= 2014 Minnesota elections =

A general election was held in the U.S. state of Minnesota on November 4, 2014. All of Minnesota's executive officers were up for election as well as all the seats in the Minnesota House of Representatives, several state judicial seats, a United States Senate seat, all of Minnesota's eight seats in the United States House of Representatives, and several seats for local offices. A primary election was held on August 12, 2014, to nominate major political party candidates for partisan offices and candidates for nonpartisan offices.

==State elections==
===Governor===

Incumbent Democratic–Farmer–Labor Governor Mark Dayton sought re-election. Other candidates included Republican Hennepin County Commissioner Jeff Johnson, Hannah Nicollet of the Independence Party, Chris Wright of the Grassroots Party, and Libertarian Chris Holbrook. Republicans Merrill Anderson, Scott Honour, former state House Minority Leader Marty Seifert, former state House Speaker Kurt Zellers, and Democrats Bill Dahn and Leslie Davis were defeated in the primary election. Republicans St. Louis County Commissioner Rob Farnsworth and state Senator Dave Thompson withdrew after failing to win their party's endorsement at the Republican state convention. Dayton was re-elected to a second term.

===Attorney General===

Incumbent Democratic–Farmer–Labor Attorney General Lori Swanson sought re-election. Other candidates included Republican state Senator Scott Newman, Brandan Borgos of the Independence Party, Libertarian Mary O'Connor, former DFL state Representative Andy Dawkins of the Green Party, and Dan Vacek running under the label "Legal Marijuana Now." Republican Sharon Anderson was defeated in the primary election. Swanson was re-elected to a third term.

===Secretary of State===

Incumbent Democratic–Farmer–Labor Secretary of State Mark Ritchie announced on June 4, 2013, that he would not seek re-election. Candidates that sought election include DFL state Representative Steve Simon, former Republican state Representative Dan Severson, Bob Helland of the Independence Party, and Libertarian Bob Odden. Democrats Dick Franson and Gregg Iverson, and David Singleton of the Independence Party were defeated in the primary election. Democrats Rachel Bohman and former state Representative Jeremy Kalin withdrew in 2013 several months following their announcements. Republican Dennis Nguyen withdrew in mid-March 2014 following reports of an alleged strip club visit. DFL state Representative Debra Hilstrom and former Republican state Senator John Howe withdrew after failing to win their party's endorsement at their party's state convention. Simon was elected.

===State Auditor===

Incumbent Democratic–Farmer–Labor State Auditor Rebecca Otto announced on August 20, 2013, that she would seek re-election. Other candidates included Republican Randy Gilbert, Pat Dean of the Independence Party, Judith Schwartzbacker of the Grassroots Party, and Libertarian Keegan Iversen. Former DFL state House Minority Leader Matt Entenza was defeated in the primary election. Otto was re-elected to a third term.

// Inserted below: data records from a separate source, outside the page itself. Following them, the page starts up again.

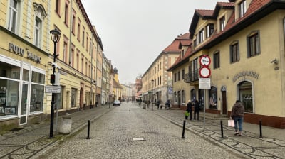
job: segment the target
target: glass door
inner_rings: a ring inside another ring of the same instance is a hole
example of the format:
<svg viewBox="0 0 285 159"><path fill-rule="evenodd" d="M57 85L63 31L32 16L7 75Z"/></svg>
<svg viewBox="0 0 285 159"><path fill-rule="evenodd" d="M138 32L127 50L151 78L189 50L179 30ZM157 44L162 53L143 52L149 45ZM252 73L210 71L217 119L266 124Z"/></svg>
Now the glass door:
<svg viewBox="0 0 285 159"><path fill-rule="evenodd" d="M20 125L27 124L28 117L28 84L23 82L22 84L22 93L21 93L21 115L20 115Z"/></svg>

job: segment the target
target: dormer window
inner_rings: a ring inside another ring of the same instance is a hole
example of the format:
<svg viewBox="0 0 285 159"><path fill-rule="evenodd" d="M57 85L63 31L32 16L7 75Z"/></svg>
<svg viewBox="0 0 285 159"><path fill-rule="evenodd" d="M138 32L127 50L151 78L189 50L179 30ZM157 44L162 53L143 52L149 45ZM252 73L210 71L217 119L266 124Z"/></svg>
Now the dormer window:
<svg viewBox="0 0 285 159"><path fill-rule="evenodd" d="M225 26L226 26L226 20L224 18L224 16L223 16L219 19L219 31L224 31Z"/></svg>
<svg viewBox="0 0 285 159"><path fill-rule="evenodd" d="M239 16L242 18L247 12L246 0L242 1L239 4Z"/></svg>
<svg viewBox="0 0 285 159"><path fill-rule="evenodd" d="M214 25L213 23L209 23L206 26L206 38L209 38L214 31Z"/></svg>

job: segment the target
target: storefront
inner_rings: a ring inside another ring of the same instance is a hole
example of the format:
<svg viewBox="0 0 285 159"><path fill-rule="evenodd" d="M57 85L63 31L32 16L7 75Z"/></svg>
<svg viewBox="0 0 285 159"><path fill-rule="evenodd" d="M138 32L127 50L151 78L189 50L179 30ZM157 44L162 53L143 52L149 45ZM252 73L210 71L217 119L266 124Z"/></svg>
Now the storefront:
<svg viewBox="0 0 285 159"><path fill-rule="evenodd" d="M5 121L26 124L28 116L46 113L46 70L41 60L47 60L47 55L14 41L0 50L0 126L7 125Z"/></svg>

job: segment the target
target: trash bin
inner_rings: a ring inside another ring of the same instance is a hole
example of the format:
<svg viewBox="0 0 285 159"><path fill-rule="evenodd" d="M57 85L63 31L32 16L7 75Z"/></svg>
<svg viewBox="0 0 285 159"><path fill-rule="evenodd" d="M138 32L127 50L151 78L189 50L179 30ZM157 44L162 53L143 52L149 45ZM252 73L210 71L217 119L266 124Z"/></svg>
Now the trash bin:
<svg viewBox="0 0 285 159"><path fill-rule="evenodd" d="M72 118L62 117L59 127L59 133L69 134L71 133Z"/></svg>

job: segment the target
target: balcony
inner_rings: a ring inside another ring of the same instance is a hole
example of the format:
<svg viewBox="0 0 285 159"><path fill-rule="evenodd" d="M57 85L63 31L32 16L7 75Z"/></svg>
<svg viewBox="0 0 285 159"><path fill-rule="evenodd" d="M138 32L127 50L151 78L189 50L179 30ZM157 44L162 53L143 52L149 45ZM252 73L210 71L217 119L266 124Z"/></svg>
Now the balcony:
<svg viewBox="0 0 285 159"><path fill-rule="evenodd" d="M185 74L184 82L185 83L189 83L190 85L197 85L199 84L199 70L196 70L190 73Z"/></svg>

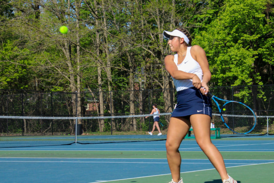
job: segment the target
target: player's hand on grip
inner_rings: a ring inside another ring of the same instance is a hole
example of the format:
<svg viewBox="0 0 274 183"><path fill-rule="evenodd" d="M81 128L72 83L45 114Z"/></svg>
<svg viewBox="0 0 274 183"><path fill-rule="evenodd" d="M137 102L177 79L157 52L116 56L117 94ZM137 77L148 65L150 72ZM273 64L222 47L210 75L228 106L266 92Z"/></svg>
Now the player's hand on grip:
<svg viewBox="0 0 274 183"><path fill-rule="evenodd" d="M206 95L209 92L209 88L206 83L202 83L202 87L200 88L200 91L203 95Z"/></svg>
<svg viewBox="0 0 274 183"><path fill-rule="evenodd" d="M192 77L192 85L197 89L199 89L202 86L202 83L199 77L196 74Z"/></svg>

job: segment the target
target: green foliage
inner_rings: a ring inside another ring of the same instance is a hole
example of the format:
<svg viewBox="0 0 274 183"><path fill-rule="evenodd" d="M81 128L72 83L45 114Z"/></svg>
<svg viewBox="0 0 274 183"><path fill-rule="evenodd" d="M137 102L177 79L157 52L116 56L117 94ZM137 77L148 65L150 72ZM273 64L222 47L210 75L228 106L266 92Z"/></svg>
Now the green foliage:
<svg viewBox="0 0 274 183"><path fill-rule="evenodd" d="M265 9L262 0L225 1L218 17L196 35L194 42L207 53L214 85L264 83L260 68L273 66L274 57Z"/></svg>
<svg viewBox="0 0 274 183"><path fill-rule="evenodd" d="M30 52L20 50L8 41L0 49L0 88L25 89L33 78Z"/></svg>

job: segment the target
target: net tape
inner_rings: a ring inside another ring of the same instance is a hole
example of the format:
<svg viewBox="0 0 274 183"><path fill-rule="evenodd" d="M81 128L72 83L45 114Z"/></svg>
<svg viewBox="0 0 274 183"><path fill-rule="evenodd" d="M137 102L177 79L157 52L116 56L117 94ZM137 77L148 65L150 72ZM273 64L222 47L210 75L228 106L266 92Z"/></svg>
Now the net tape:
<svg viewBox="0 0 274 183"><path fill-rule="evenodd" d="M139 115L126 115L125 116L93 116L86 117L49 117L41 116L0 116L0 118L41 119L46 120L76 120L87 119L106 119L109 118L125 118L128 117L138 117L153 116L162 116L171 114L171 113L160 113L157 114L140 114Z"/></svg>
<svg viewBox="0 0 274 183"><path fill-rule="evenodd" d="M145 117L146 116L162 116L172 114L172 113L160 113L156 115L153 114L141 114L138 115L126 115L124 116L95 116L85 117L50 117L41 116L0 116L0 118L4 119L41 119L46 120L76 120L76 119L106 119L110 118L125 118L128 117ZM212 114L213 116L220 116L220 114ZM223 116L231 117L253 117L254 116L247 116L242 115L234 115L232 114L222 114ZM256 117L272 118L274 116L256 116Z"/></svg>

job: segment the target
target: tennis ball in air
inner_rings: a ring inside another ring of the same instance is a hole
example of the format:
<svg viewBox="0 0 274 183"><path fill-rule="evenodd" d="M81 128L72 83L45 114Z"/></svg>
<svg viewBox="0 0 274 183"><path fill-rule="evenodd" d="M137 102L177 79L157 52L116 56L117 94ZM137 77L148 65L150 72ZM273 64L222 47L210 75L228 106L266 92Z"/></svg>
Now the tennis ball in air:
<svg viewBox="0 0 274 183"><path fill-rule="evenodd" d="M66 34L68 33L68 29L65 26L62 26L59 29L59 30L62 34Z"/></svg>

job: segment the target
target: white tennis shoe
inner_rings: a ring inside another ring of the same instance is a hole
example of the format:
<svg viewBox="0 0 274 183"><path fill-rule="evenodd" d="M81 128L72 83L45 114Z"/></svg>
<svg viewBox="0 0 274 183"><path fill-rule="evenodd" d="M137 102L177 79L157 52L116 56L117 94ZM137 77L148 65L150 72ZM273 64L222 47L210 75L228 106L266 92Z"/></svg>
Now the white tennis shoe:
<svg viewBox="0 0 274 183"><path fill-rule="evenodd" d="M227 174L228 175L228 174ZM232 177L228 175L228 179L226 180L223 180L223 183L237 183L237 181L233 179Z"/></svg>
<svg viewBox="0 0 274 183"><path fill-rule="evenodd" d="M180 181L179 181L179 182L180 182L180 183L184 183L184 182L183 182L183 178L181 177L181 179L180 179ZM173 179L172 179L171 182L170 182L168 183L175 183L175 182L173 181Z"/></svg>

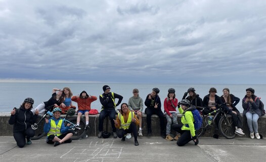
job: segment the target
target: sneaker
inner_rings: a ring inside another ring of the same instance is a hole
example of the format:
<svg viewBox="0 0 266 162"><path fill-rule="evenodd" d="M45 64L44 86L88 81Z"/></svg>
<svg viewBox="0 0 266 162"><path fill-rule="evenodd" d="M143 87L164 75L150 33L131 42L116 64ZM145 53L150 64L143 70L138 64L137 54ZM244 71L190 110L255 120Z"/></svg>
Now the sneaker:
<svg viewBox="0 0 266 162"><path fill-rule="evenodd" d="M31 144L31 140L30 139L27 139L27 145L30 145Z"/></svg>
<svg viewBox="0 0 266 162"><path fill-rule="evenodd" d="M56 146L58 146L60 144L60 142L55 142L55 144L54 144L54 146L56 147Z"/></svg>
<svg viewBox="0 0 266 162"><path fill-rule="evenodd" d="M166 136L166 138L165 138L165 139L167 141L172 141L173 140L173 138L171 137L170 135L167 135Z"/></svg>
<svg viewBox="0 0 266 162"><path fill-rule="evenodd" d="M243 136L245 135L245 134L243 132L243 130L240 128L236 130L236 131L235 131L235 133L240 136Z"/></svg>
<svg viewBox="0 0 266 162"><path fill-rule="evenodd" d="M114 138L117 138L117 134L116 134L116 132L113 132L113 136L114 136Z"/></svg>
<svg viewBox="0 0 266 162"><path fill-rule="evenodd" d="M260 139L260 136L259 136L259 134L258 134L258 133L255 133L255 136L256 136L256 138L259 140Z"/></svg>
<svg viewBox="0 0 266 162"><path fill-rule="evenodd" d="M254 139L254 132L250 132L250 138Z"/></svg>
<svg viewBox="0 0 266 162"><path fill-rule="evenodd" d="M139 130L139 132L138 132L138 133L139 133L139 136L143 136L143 135L142 134L142 130Z"/></svg>
<svg viewBox="0 0 266 162"><path fill-rule="evenodd" d="M180 135L177 135L176 136L175 136L175 137L173 138L173 139L175 141L177 141L178 140L179 137L180 137Z"/></svg>
<svg viewBox="0 0 266 162"><path fill-rule="evenodd" d="M98 133L98 138L102 138L102 133L103 133L103 132L102 132L102 131L99 132L99 133Z"/></svg>

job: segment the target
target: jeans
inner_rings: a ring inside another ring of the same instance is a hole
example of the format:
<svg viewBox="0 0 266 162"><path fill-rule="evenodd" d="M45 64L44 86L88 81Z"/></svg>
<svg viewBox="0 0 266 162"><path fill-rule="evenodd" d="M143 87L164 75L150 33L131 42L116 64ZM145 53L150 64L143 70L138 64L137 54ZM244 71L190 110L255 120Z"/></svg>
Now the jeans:
<svg viewBox="0 0 266 162"><path fill-rule="evenodd" d="M258 133L258 119L259 116L256 113L252 113L250 111L248 111L246 113L247 117L247 125L249 128L249 132Z"/></svg>
<svg viewBox="0 0 266 162"><path fill-rule="evenodd" d="M101 111L99 118L99 131L100 132L103 131L104 118L109 115L110 119L111 120L111 125L112 125L113 132L116 132L116 128L114 126L114 120L115 120L116 114L116 112L114 108L103 109ZM107 130L106 130L106 131L107 131Z"/></svg>
<svg viewBox="0 0 266 162"><path fill-rule="evenodd" d="M178 124L178 113L176 112L172 112L171 114L173 116L172 118L170 117L167 113L165 114L165 117L167 120L167 123L166 124L166 135L170 134L172 121L172 124Z"/></svg>

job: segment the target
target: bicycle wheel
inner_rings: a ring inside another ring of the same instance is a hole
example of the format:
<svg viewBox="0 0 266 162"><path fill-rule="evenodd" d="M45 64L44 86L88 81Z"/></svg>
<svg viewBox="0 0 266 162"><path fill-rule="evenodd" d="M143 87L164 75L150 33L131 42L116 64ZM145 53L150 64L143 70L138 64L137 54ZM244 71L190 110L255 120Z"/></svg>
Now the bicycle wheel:
<svg viewBox="0 0 266 162"><path fill-rule="evenodd" d="M35 123L37 123L40 120L42 120L42 121L41 121L38 125L35 126L35 127L37 127L36 129L34 130L35 132L35 135L33 137L31 137L30 138L30 139L32 140L38 140L46 135L46 134L43 132L45 120L43 118L42 119L41 116L38 115L38 118L36 120ZM33 125L32 126L32 126L33 126Z"/></svg>
<svg viewBox="0 0 266 162"><path fill-rule="evenodd" d="M236 137L233 119L232 117L229 117L226 115L223 116L219 121L219 130L223 136L227 139L232 139Z"/></svg>
<svg viewBox="0 0 266 162"><path fill-rule="evenodd" d="M69 119L68 119L68 121L70 122L71 123L76 125L77 124L77 118L76 117L73 117ZM65 123L65 126L66 126L67 124L67 122ZM80 122L79 122L79 128L80 129L79 130L78 130L76 132L76 134L74 133L73 134L73 136L71 137L72 140L77 140L80 139L80 138L82 138L84 137L86 135L86 130L85 129L85 127L86 126L86 122L85 120L82 118L80 118Z"/></svg>

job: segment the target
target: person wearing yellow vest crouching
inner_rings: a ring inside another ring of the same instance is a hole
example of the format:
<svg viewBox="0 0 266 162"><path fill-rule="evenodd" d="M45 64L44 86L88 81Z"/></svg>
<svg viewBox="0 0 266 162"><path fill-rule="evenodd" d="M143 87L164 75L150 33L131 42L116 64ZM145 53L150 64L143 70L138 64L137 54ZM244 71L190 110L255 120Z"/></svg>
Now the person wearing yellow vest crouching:
<svg viewBox="0 0 266 162"><path fill-rule="evenodd" d="M120 112L118 113L116 120L114 119L115 128L119 129L117 131L117 137L122 138L121 141L124 141L126 134L133 133L135 146L139 146L137 126L139 125L140 122L134 112L130 111L128 106L126 103L122 103L121 105Z"/></svg>
<svg viewBox="0 0 266 162"><path fill-rule="evenodd" d="M58 146L62 143L72 142L71 137L73 133L69 131L69 124L65 127L63 119L60 118L61 109L56 107L53 110L54 116L51 119L46 119L43 131L47 133L46 142L53 144L54 146Z"/></svg>

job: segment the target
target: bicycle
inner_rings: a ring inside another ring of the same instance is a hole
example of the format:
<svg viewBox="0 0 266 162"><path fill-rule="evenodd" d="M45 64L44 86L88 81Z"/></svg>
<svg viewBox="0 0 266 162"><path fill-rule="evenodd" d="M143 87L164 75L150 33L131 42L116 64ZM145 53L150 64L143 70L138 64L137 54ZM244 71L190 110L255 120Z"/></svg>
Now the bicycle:
<svg viewBox="0 0 266 162"><path fill-rule="evenodd" d="M53 116L53 113L51 112L52 110L54 108L54 105L50 106L47 108L47 112L42 116L38 115L38 119L37 122L34 124L31 125L32 129L35 130L35 136L31 138L32 140L38 140L43 136L46 136L47 133L43 132L43 126L45 123L45 119L46 117L52 117ZM63 122L64 126L66 126L67 124L70 124L70 130L73 131L73 136L71 137L73 140L77 140L80 138L83 138L86 135L86 129L85 129L86 122L84 119L81 118L79 124L79 128L76 128L76 125L74 123L76 123L76 117L73 117L66 119L68 113L67 113L66 117L63 119Z"/></svg>
<svg viewBox="0 0 266 162"><path fill-rule="evenodd" d="M214 121L218 115L220 115L221 117L218 124L219 132L224 137L227 139L235 138L236 135L235 133L235 128L233 123L232 118L231 117L231 115L227 115L224 109L221 107L226 106L226 104L215 104L215 105L218 108L216 110L207 115L202 113L202 125L200 129L197 131L198 136L199 137L207 131L211 130L212 127L214 127ZM197 108L199 108L201 112L204 108L206 108L205 107L197 107ZM214 114L215 114L214 117L211 120L209 120L209 116Z"/></svg>

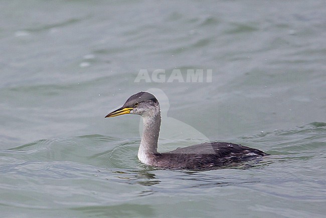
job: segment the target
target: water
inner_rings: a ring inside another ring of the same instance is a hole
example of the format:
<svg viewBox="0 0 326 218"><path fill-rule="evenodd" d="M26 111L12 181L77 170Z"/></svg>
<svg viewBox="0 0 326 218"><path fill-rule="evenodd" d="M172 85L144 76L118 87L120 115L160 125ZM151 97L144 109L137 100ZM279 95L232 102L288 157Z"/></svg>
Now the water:
<svg viewBox="0 0 326 218"><path fill-rule="evenodd" d="M324 217L325 14L317 1L0 3L2 216ZM168 82L175 69L184 82ZM139 117L104 117L149 89L160 150L219 140L272 155L144 166Z"/></svg>

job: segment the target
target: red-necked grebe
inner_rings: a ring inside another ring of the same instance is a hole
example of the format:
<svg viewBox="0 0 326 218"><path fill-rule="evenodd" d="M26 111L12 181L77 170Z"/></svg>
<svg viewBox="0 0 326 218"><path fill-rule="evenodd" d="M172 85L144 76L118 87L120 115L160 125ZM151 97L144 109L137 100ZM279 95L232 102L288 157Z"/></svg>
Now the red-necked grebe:
<svg viewBox="0 0 326 218"><path fill-rule="evenodd" d="M259 150L229 142L206 142L178 148L167 152L157 152L161 124L157 99L150 93L141 92L131 96L123 106L105 116L138 114L143 121L143 131L138 151L139 160L158 167L195 169L221 167L246 160L261 159L269 154Z"/></svg>

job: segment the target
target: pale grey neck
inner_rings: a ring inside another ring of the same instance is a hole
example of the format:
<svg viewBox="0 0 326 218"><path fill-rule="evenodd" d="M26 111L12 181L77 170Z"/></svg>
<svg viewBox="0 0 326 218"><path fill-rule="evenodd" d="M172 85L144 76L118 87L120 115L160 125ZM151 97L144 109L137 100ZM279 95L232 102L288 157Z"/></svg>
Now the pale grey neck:
<svg viewBox="0 0 326 218"><path fill-rule="evenodd" d="M138 151L138 158L142 162L149 164L150 156L157 152L157 142L161 124L159 106L150 113L142 116L143 129Z"/></svg>

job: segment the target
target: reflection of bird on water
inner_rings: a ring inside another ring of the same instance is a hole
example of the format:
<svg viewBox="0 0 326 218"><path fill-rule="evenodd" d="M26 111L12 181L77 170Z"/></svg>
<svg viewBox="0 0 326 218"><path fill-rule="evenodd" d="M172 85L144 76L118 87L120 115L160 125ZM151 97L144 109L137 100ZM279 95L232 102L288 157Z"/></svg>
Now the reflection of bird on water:
<svg viewBox="0 0 326 218"><path fill-rule="evenodd" d="M220 167L268 155L259 150L228 142L206 142L164 152L157 152L161 123L159 104L150 93L131 96L121 108L105 117L123 114L142 117L143 131L138 158L142 163L159 167L202 168Z"/></svg>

===Minnesota House of Representatives===

All 134 seats in the Minnesota House of Representatives were up for election. The Republican Party of Minnesota won a majority of seats.

===Judiciary===
Minnesota Supreme Court justices Wilhelmina Wright and David Lillehaug sought election to six-year terms following their respective appointments in 2012 and 2013 by Governor Mark Dayton. Several seats on the Minnesota Court of Appeals and the Minnesota District Courts were up for election as well. Both Wright and Lillehaug were elected.

==Federal elections==
===United States Senate===

Incumbent Democratic–Farmer–Labor Senator Al Franken sought re-election. Other candidates included Republican Mike McFadden, Steve Carlson of the Independence Party, and Libertarian Heather Johnson. Republicans state Representative Jim Abeler, David Carlson, Patrick Munro, and Ole Savior; Democrat Sandra Henningsgard; and Tom Books, Jack Shepard, Kevin Terrell, and Stephen Williams of the Independence Party were defeated in the primary election. Republicans Chris Dahlberg, Monti Moreno, state Senator Julianne Ortman, and Phillip Parrish withdrew after failing to win their party's endorsement at the Republican state convention. Franken was re-elected to a second term.

===United States House of Representatives===

All of Minnesota's eight seats in the United States House of Representatives were up for election. No political party gained or lost seats.